Tesla Motors has said that its Nevada lithium-ion cell "Gigafactory" will be the largest of its kind in the world.
And a massive factory requires a massive number of workers.
However, many of the people at the Gigafactory at first will not be employees of Tesla, but rather of its battery-supply partner, Panasonic.
The Japanese company will send several hundred employees to Nevada this fall to prepare for the start of cell production, Reuters reports.
"We'll need hundreds of people at the start," Yoshio Ito, head of Panasonic's automotive and industrial systems division, said Monday.
He also said Panasonic plans to invest $478 million this fiscal year in the Gigafactory, as well as a joint development project with Spanish automotive supplier Ficosa International.
Tesla gigafactory as photographed by drone, May 17, 2015 [screen capture from YouTube video]
Under an agreement announced last year, Panasonic will assist Tesla in setting up the Gigafactory, and help to fund the project.
The company--which already supplies batteries for the Model S and owns a small stake in Tesla--will supply equipment needed for cell fabrication, and oversee the factory's operation.
ALSO SEE: Tesla, Panasonic Sign Gigafactory Pact; Nevada Site Work Already Underway? (Jul 2014)
According to previously-released terms, roughly half of the factory will be devoted to cell production supervised by Panasonic.
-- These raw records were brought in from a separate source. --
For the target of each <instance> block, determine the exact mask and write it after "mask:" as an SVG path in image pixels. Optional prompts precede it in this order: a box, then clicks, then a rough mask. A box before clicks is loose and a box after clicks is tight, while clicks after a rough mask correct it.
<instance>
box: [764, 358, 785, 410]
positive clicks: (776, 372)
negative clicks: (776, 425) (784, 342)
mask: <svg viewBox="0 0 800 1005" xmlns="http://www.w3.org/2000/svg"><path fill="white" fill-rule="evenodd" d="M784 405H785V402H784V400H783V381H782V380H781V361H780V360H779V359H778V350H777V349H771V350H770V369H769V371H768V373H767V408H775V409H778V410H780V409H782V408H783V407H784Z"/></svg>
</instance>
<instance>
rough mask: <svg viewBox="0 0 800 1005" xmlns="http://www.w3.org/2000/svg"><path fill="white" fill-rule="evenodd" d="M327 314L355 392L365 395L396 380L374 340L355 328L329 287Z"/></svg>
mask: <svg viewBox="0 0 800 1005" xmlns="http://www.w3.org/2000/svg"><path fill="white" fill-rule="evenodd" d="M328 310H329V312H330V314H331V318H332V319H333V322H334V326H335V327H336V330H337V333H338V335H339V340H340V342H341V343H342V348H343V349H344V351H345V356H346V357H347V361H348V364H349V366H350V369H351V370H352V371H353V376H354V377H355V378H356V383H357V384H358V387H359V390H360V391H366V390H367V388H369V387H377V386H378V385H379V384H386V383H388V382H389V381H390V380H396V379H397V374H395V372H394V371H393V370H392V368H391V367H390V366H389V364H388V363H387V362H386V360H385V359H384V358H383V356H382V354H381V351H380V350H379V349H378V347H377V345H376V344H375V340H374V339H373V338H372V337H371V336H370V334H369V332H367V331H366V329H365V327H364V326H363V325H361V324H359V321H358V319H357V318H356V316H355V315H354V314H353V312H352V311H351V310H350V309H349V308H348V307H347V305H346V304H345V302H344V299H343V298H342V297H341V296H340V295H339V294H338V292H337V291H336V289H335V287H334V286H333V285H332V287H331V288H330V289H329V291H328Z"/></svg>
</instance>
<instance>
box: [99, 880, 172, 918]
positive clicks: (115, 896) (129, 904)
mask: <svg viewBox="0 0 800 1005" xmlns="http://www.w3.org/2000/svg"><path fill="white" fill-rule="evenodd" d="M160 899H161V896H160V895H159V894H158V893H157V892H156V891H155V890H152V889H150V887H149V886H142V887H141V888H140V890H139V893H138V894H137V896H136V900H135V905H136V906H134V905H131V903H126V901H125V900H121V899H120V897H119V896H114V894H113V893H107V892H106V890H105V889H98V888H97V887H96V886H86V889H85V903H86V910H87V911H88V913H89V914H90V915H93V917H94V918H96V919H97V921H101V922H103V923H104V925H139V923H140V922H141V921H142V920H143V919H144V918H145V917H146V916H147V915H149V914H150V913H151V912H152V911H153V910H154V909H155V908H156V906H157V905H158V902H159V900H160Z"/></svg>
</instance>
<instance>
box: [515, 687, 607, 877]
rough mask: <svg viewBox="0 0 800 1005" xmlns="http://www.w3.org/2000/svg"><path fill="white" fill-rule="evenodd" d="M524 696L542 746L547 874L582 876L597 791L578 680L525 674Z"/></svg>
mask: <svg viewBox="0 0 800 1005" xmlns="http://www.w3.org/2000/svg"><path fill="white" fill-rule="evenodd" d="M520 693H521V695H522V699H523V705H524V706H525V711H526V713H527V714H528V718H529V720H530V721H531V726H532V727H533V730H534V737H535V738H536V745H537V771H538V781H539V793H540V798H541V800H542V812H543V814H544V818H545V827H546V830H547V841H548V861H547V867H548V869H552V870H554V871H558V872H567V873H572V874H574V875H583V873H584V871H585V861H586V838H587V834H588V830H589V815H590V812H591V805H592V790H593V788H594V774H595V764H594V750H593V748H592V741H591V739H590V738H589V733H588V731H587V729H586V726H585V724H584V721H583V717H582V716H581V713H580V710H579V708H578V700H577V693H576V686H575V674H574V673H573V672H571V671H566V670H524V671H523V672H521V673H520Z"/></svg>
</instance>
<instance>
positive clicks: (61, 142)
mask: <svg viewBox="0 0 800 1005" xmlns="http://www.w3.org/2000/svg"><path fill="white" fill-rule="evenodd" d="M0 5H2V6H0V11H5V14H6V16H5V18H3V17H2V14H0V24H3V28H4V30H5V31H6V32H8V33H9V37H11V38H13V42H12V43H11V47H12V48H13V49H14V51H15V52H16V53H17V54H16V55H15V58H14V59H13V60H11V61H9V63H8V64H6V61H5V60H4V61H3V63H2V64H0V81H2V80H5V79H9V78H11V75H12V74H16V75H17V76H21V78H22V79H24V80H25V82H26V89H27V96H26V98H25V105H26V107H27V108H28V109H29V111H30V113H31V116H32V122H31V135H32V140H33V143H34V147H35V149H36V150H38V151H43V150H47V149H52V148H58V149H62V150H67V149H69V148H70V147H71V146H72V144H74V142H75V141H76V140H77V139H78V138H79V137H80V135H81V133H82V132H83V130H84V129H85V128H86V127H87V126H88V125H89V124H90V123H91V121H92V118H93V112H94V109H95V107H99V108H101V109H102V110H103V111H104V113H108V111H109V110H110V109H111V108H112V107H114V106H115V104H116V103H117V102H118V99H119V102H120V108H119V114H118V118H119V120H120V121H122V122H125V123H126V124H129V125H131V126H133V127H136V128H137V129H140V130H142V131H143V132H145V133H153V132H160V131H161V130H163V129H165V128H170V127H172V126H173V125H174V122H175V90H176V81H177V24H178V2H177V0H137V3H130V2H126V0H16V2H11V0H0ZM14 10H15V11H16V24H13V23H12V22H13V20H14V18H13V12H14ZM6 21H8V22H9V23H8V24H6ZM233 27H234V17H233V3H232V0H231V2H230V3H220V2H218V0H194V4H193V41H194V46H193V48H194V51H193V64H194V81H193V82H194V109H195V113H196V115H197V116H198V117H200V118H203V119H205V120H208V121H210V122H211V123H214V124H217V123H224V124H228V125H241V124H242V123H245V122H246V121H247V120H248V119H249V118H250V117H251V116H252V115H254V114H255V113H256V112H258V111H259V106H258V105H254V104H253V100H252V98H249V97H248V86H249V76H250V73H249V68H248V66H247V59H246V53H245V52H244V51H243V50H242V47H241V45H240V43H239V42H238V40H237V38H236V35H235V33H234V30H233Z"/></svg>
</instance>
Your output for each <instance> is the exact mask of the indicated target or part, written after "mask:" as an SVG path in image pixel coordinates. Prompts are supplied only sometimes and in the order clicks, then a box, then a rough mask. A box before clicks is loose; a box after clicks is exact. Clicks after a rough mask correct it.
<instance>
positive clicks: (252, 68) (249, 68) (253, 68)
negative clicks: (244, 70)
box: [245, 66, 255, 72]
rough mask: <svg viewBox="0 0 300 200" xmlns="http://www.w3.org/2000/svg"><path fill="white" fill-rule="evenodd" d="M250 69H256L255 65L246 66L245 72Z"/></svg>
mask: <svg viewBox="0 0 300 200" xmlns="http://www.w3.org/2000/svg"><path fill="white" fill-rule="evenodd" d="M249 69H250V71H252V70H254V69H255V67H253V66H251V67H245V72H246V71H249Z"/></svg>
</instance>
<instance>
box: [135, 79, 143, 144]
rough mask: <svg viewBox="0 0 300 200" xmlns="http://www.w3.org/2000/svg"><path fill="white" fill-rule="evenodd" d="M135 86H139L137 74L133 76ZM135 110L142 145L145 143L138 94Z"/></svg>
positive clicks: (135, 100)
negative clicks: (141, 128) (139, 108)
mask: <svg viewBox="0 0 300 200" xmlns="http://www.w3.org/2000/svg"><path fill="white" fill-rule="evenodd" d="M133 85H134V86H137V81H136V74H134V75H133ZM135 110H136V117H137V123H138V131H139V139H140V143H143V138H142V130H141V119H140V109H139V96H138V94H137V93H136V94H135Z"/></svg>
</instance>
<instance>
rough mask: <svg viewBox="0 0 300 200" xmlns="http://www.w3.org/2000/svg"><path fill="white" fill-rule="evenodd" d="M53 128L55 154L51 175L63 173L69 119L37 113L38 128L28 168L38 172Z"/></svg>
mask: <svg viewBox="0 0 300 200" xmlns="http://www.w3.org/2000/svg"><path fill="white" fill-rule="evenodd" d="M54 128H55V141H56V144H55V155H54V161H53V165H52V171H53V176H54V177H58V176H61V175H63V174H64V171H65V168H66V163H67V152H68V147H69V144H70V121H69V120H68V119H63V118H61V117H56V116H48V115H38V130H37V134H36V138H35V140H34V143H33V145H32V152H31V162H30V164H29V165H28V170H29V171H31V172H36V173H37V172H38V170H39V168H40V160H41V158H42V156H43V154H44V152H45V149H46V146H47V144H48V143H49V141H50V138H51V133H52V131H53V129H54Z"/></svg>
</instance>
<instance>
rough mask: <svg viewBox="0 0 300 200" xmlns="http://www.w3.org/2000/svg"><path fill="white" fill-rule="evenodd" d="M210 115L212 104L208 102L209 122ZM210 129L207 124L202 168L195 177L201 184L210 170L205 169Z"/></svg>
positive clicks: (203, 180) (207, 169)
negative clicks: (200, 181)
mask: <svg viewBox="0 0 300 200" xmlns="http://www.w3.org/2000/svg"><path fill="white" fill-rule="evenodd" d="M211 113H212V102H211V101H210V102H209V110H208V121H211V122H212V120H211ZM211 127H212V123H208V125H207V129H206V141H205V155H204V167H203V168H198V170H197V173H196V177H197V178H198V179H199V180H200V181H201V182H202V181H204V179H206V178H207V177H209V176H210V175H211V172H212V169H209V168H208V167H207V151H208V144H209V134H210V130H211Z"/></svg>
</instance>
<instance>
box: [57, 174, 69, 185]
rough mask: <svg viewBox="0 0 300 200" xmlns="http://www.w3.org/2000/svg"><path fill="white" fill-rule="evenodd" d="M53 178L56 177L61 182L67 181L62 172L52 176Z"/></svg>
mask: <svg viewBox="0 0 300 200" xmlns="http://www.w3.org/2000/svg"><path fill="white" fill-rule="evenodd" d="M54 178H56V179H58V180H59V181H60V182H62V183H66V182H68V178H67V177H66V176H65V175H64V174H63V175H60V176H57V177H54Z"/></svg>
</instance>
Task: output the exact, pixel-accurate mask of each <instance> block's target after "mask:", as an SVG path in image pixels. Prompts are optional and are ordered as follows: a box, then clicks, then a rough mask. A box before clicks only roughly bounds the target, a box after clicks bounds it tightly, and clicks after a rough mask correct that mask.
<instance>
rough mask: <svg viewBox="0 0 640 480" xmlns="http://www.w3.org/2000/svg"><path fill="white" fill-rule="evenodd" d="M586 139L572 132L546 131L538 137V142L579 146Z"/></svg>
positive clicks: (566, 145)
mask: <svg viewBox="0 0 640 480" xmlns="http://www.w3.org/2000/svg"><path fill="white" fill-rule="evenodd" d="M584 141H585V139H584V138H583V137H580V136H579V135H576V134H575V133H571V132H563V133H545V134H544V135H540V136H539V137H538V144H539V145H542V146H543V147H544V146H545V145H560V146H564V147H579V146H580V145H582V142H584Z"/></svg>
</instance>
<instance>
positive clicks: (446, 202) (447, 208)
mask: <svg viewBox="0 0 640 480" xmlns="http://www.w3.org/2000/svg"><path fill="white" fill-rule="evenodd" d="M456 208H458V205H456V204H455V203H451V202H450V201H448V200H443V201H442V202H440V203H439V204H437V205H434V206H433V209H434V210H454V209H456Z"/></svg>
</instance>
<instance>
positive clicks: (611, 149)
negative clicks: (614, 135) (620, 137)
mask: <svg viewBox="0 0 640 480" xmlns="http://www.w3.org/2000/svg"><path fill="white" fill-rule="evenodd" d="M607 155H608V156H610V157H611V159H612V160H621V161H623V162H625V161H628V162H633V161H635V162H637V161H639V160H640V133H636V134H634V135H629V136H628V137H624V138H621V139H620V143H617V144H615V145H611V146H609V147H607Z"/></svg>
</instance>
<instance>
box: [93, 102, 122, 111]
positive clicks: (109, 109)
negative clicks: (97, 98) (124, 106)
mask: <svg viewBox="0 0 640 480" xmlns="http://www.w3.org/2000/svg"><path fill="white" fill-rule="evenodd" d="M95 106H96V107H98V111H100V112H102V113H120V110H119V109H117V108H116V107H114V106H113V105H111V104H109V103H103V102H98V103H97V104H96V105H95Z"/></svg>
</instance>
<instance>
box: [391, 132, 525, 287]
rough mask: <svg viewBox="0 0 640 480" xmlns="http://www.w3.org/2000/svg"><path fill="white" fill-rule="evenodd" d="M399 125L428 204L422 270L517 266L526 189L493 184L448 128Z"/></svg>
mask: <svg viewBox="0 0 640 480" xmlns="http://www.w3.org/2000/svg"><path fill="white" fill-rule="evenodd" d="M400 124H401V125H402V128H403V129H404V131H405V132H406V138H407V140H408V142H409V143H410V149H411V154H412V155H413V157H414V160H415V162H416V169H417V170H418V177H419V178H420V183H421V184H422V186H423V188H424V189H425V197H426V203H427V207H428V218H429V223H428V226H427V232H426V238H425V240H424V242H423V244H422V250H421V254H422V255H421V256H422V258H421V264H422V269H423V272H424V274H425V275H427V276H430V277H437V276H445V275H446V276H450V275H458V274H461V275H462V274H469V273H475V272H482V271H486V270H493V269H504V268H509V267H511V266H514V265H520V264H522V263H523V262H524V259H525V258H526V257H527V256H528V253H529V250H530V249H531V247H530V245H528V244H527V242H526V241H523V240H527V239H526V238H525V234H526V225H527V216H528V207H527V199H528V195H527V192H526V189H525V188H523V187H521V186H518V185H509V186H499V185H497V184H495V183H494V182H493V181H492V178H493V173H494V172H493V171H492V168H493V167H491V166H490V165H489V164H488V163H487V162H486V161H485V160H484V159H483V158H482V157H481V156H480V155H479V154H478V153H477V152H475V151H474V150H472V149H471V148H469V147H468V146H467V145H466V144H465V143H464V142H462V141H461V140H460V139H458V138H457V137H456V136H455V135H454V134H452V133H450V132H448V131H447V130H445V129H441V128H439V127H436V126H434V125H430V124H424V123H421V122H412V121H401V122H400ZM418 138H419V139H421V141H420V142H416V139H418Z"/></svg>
The other half is to be occupied by suppliers and assembly lines for modules and battery packs.
Panasonic has said that it will invest at least $92 million in the estimated $5 billion Gigafactory project.
Tesla battery gigafactory site, outside Reno, Nevada, Jan 6, 2015 [photo: Bob Tregilus]
The majority of cells produced at the Gigafactory are currently planned for use in the 200-mile Tesla Model 3 electric car.
The economies of scale offered by such a large factory will be necessary to hit Tesla's target price of $35,000 for the car.
Some production capacity will also be devoted to battery packs for Tesla's recently-announced energy-storage venture, which will produce stationary-storage systems for use by homeowners, businesses, and electrical utilities.
Between cars and storage batteries, Tesla could find that demand rises to the point that it would continue to buy cells from Panasonic's existing plants in Japan as well.